Maybe this can help, it seems the behaviour changed after this commit
@GiovanniCanali @FilippoOlivo I am investigating this. I don't think it is related to LabelTensor. I tried to check the tests for SupervisedSolver and they all pass (even when we set use_lt=True and compile=True). I don't know what is going on with physics-informed based solver, but I will try to investigate a bit more and come back to you
@GiovanniCanali @FilippoOlivo I am investigating this. I don't think it is related to
LabelTensor. I tried to check the tests forSupervisedSolverand they all pass (even when we setuse_lt=Trueandcompile=True). I don't know what is going on with physics-informed based solver, but I will try to investigate a bit more and come back to you
I think the main problem is with the operator module; something seems to break when using it in a compile mode. Since physics-based solvers are the only ones using these modules (we do not test compilation in test_operator) those tests fail.
Here is a minimal working code to reproduce the error:
import torch
from pina import LabelTensor
from pina.operator import grad
def func(input):
return input.pow(2).sum(-1, keepdim=True)
input_pts = torch.rand(10, 1)
input_pts = LabelTensor(input_pts, 'x')
input_pts.requires_grad_(True)
compiled_fn = torch.compile(func)
out = compiled_fn(input_pts)
out.labels = 'y'
grad_u = grad(out, input_pts)
loss = (grad_u - torch.zeros_like(grad_u)).pow(2).mean()
loss.sum().backward()
👋 I have news on this!
I have changed _scalar_grad as follow:
def _scalar_grad(output_, input_, d):
"""
Compute the gradient of a scalar-valued ``output_``.
:param LabelTensor output_: The output tensor on which the gradient is
computed. It must be a column tensor.
:param LabelTensor input_: The input tensor with respect to which the
gradient is computed.
:param list[str] d: The names of the input variables with respect to
which the gradient is computed. It must be a subset of the input
labels. If ``None``, all input variables are considered.
:return: The computed gradient tensor.
:rtype: LabelTensor
"""
grad_out = torch.autograd.grad(
outputs=output_.tensor, # <====== Change 1. Ensure we pass torch tensor
inputs=input_,
grad_outputs=torch.ones_like(output_.tensor, requires_grad=True), # <======= Change 2. Ensure we get torch tensor
create_graph=True,
retain_graph=True,
allow_unused=True,
)[0]
return grad_out[..., [input_.labels.index(i) for i in d]]
If we do so, it works for torch 2.7, but it does not for torch 2.8 with the following error:
RuntimeError: torch.compile with aot_autograd does not currently support double backward
This error is the same that we would get without LabelTensor, so I guess the LabelTensor problem can be easily fixed with this approach.

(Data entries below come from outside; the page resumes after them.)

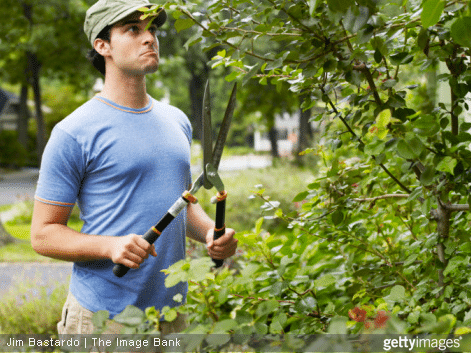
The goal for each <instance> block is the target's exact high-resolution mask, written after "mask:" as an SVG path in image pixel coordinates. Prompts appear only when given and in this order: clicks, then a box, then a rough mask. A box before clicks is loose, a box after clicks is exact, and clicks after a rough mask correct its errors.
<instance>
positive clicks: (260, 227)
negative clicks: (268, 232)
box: [255, 217, 263, 234]
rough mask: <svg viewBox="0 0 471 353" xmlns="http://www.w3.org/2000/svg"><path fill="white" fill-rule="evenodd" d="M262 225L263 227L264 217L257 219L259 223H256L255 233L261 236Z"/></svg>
mask: <svg viewBox="0 0 471 353" xmlns="http://www.w3.org/2000/svg"><path fill="white" fill-rule="evenodd" d="M262 225H263V217H260V218H259V219H257V222H255V233H256V234H260V232H261V231H262Z"/></svg>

Regarding the above error, I investigated a little bit more at it seems there is an open issue on torch to solve this problem, introduced in the 2.8 version. Basically, every time we use aot_autograd, we can only do backprop once. This basically means that we can not train and, at the same time, use automatic differentiation (like in pinns).

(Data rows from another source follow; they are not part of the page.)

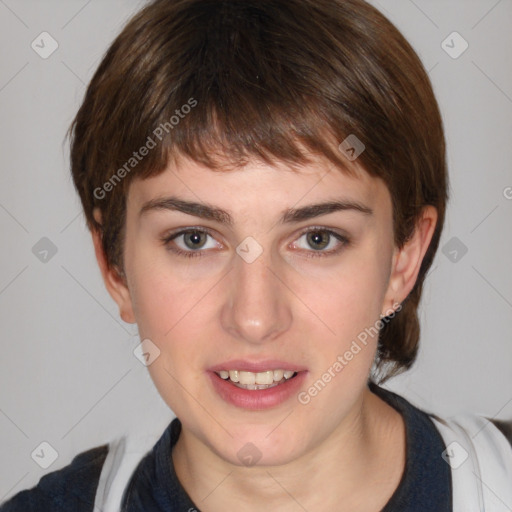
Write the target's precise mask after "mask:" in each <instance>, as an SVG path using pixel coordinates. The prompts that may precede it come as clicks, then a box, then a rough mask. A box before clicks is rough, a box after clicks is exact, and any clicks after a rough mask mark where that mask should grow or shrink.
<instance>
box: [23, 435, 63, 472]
mask: <svg viewBox="0 0 512 512" xmlns="http://www.w3.org/2000/svg"><path fill="white" fill-rule="evenodd" d="M30 456H31V457H32V460H33V461H34V462H35V463H36V464H37V465H38V466H40V467H42V468H43V469H48V468H49V467H50V466H51V465H52V464H53V463H54V462H55V461H56V460H57V459H58V458H59V454H58V453H57V450H56V449H55V448H54V447H53V446H52V445H51V444H50V443H48V442H46V441H43V442H42V443H41V444H40V445H39V446H38V447H37V448H36V449H35V450H34V451H33V452H32V453H31V454H30Z"/></svg>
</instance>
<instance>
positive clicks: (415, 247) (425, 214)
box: [382, 206, 437, 316]
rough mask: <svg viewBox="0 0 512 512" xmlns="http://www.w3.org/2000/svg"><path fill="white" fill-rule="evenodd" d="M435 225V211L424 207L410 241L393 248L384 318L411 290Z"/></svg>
mask: <svg viewBox="0 0 512 512" xmlns="http://www.w3.org/2000/svg"><path fill="white" fill-rule="evenodd" d="M436 224H437V210H436V209H435V208H434V207H433V206H426V207H425V208H424V210H423V212H422V216H421V217H420V220H419V221H418V222H417V224H416V228H415V231H414V233H413V236H412V237H411V238H410V240H408V241H407V242H406V243H405V244H404V246H403V247H402V248H401V249H398V248H396V247H395V252H394V254H393V262H392V266H391V275H390V277H389V284H388V289H387V291H386V295H385V298H384V304H383V308H384V311H382V314H383V315H384V316H386V315H389V314H390V313H391V310H395V309H396V304H397V303H401V302H403V301H404V300H405V299H406V297H407V296H408V295H409V293H410V291H411V290H412V289H413V287H414V284H415V283H416V279H417V277H418V273H419V271H420V267H421V262H422V261H423V257H424V256H425V253H426V252H427V249H428V246H429V245H430V241H431V240H432V236H433V234H434V230H435V227H436Z"/></svg>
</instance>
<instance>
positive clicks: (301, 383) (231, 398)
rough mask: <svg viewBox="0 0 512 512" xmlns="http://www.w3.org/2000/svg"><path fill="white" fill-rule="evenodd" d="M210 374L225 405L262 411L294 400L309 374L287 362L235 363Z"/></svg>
mask: <svg viewBox="0 0 512 512" xmlns="http://www.w3.org/2000/svg"><path fill="white" fill-rule="evenodd" d="M207 374H208V375H209V377H210V382H211V385H212V387H213V390H214V391H215V392H216V394H217V396H219V397H220V398H221V399H222V400H223V401H224V402H226V403H228V404H230V405H232V406H235V407H238V408H241V409H245V410H255V411H257V410H259V411H261V410H264V409H271V408H274V407H277V406H279V405H281V404H284V403H285V402H288V401H289V400H291V399H293V397H294V396H296V395H297V393H299V391H300V389H301V388H302V387H303V386H304V385H305V382H306V376H307V374H308V370H307V369H306V368H305V367H300V366H298V365H292V364H290V363H286V362H284V361H276V360H274V361H270V360H267V361H260V362H258V363H256V362H248V361H242V360H234V361H229V362H226V363H222V364H220V365H217V366H215V367H213V368H209V370H208V371H207Z"/></svg>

I think the best way now is to wait that this issue is solved in Torch, possibly with the new release. I would still compile if the torch version is < 2.8. In case torch > 2.8, what I would do is to disable compilation in every solver inheriting from PINNInterface. @GiovanniCanali @FilippoOlivo What do you think?
Hi @dario-coscia, Thank you for looking into this issue further. The linked issue has been open since January 2023 and doesn’t seem to be actively maintained.

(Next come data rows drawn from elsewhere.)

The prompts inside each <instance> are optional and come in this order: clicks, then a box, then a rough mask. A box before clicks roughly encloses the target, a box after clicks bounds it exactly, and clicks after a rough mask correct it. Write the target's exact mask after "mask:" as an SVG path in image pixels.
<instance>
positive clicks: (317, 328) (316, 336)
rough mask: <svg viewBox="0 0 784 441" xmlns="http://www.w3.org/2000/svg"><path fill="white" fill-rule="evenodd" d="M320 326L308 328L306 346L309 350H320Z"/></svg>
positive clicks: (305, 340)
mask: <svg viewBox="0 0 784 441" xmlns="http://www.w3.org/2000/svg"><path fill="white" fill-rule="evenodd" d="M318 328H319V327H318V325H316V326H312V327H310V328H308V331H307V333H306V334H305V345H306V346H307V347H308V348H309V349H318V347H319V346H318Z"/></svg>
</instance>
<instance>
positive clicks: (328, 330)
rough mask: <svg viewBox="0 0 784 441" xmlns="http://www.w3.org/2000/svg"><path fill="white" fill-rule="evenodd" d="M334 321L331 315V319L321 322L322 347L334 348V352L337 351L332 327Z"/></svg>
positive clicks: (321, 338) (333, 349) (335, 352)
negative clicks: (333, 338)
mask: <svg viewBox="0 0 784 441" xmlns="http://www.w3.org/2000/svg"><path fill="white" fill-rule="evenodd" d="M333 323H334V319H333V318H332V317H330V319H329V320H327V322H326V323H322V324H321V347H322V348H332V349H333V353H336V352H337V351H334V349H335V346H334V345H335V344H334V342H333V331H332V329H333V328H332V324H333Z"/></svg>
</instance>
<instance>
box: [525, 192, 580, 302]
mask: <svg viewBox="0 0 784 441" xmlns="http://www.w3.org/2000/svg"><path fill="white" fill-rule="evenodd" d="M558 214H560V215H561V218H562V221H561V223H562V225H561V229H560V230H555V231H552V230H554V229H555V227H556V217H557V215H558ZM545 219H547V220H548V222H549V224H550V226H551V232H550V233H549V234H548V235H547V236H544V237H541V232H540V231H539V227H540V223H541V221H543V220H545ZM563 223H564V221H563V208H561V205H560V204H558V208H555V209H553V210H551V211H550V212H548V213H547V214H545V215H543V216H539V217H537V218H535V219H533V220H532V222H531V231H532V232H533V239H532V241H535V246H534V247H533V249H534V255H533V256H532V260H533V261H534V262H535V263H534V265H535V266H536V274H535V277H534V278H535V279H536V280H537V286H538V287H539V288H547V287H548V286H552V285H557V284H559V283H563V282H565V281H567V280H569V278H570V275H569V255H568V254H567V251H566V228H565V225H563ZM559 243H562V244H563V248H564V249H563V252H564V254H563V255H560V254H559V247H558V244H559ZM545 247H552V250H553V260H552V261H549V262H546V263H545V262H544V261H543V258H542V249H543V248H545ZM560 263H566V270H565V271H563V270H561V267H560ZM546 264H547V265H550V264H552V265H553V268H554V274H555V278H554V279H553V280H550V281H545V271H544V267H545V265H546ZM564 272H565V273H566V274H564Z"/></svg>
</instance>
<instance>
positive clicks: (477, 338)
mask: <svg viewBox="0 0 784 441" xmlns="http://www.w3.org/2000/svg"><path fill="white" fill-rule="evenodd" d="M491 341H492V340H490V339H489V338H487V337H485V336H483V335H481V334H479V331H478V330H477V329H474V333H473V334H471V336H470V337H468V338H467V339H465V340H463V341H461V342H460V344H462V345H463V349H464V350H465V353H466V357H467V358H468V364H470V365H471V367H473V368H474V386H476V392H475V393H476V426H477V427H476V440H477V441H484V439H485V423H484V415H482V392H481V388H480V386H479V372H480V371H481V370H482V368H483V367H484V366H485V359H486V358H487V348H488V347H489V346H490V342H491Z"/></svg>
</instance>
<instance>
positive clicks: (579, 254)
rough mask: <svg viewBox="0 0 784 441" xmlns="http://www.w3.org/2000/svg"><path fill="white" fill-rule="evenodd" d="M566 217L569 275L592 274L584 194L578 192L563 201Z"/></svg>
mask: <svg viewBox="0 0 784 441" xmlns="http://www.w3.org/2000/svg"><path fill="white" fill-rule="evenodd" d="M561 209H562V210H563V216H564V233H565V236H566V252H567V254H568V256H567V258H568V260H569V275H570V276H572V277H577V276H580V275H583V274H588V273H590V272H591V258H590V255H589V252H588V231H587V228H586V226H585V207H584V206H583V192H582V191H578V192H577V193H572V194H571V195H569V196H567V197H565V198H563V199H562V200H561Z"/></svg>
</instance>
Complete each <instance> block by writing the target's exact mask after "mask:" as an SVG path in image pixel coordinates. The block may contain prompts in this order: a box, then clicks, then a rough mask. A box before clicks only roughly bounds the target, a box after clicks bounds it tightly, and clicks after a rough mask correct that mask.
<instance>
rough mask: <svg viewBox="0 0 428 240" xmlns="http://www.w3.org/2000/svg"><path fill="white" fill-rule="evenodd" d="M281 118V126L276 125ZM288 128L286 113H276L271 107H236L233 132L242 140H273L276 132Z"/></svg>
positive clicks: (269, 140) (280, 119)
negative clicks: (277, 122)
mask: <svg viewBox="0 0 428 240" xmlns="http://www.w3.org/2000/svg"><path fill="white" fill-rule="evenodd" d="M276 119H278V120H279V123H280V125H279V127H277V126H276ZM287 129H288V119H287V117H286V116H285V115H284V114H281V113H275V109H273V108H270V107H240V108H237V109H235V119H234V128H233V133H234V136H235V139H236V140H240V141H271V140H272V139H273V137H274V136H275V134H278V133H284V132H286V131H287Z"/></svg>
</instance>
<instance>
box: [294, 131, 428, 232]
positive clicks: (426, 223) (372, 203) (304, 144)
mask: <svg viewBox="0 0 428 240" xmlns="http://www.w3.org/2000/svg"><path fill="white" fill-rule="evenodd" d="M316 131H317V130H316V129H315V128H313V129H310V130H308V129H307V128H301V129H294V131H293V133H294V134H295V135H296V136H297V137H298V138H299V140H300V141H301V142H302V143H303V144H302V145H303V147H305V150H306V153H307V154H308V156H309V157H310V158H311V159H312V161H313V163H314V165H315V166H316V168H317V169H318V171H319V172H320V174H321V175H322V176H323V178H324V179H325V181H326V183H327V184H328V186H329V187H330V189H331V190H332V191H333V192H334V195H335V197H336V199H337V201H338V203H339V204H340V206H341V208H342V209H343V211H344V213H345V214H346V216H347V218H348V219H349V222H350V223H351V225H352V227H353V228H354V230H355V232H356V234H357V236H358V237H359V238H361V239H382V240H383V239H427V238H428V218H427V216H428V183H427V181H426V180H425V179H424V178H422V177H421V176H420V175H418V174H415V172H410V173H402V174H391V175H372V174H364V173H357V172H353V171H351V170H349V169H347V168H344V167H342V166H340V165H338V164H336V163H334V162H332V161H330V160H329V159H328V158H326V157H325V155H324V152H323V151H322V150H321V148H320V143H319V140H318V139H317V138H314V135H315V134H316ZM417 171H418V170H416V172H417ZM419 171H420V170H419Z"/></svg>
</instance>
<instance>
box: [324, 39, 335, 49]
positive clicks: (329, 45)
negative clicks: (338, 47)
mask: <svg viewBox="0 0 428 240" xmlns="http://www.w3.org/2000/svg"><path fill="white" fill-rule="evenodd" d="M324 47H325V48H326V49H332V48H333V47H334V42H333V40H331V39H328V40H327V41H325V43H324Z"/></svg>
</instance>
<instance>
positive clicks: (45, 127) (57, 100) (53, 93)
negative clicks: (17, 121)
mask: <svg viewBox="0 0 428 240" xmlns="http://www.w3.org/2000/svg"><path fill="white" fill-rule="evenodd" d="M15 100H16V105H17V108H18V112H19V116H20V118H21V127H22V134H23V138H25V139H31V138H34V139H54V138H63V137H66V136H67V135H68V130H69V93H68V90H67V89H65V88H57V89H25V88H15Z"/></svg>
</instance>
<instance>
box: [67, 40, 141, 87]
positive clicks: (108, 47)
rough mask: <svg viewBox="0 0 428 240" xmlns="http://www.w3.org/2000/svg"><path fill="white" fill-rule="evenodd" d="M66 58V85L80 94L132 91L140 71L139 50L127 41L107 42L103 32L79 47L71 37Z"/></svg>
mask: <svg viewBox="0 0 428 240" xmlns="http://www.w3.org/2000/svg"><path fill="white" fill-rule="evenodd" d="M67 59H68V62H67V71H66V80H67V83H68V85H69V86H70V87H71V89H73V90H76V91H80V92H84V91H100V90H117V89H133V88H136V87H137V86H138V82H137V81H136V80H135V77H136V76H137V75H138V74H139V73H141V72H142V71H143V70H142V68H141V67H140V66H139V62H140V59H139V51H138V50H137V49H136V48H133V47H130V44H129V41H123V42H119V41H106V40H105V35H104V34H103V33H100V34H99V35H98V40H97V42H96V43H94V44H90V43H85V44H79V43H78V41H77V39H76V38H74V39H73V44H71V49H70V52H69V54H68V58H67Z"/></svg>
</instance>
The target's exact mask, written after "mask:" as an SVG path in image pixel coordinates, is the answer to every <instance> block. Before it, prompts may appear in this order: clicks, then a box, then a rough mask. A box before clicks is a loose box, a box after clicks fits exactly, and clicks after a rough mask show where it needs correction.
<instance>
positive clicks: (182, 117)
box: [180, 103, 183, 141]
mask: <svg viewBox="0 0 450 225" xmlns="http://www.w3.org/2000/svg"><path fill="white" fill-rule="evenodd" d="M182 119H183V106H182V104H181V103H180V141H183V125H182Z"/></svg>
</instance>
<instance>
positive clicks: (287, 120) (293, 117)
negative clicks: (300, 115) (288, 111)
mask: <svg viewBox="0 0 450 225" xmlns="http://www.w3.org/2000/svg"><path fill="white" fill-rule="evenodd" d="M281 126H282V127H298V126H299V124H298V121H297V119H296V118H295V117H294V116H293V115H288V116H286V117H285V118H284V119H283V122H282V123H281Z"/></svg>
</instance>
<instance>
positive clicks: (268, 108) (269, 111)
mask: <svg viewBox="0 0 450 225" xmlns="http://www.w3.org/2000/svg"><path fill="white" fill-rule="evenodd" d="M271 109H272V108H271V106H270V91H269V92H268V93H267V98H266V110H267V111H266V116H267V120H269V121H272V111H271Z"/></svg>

I’m a bit perplexed, though, since compilation works with PyTorch 2.7.x, which was released after the reported issue. This makes me unsure whether the linked issue is actually the root cause, so I’ll investigate further.
In the meantime, let’s disable compilation for PyTorch > 2.8 as a temporary workaround.
@dario-coscia Since #626 was a temporary fix, I would not mark the issue as closed.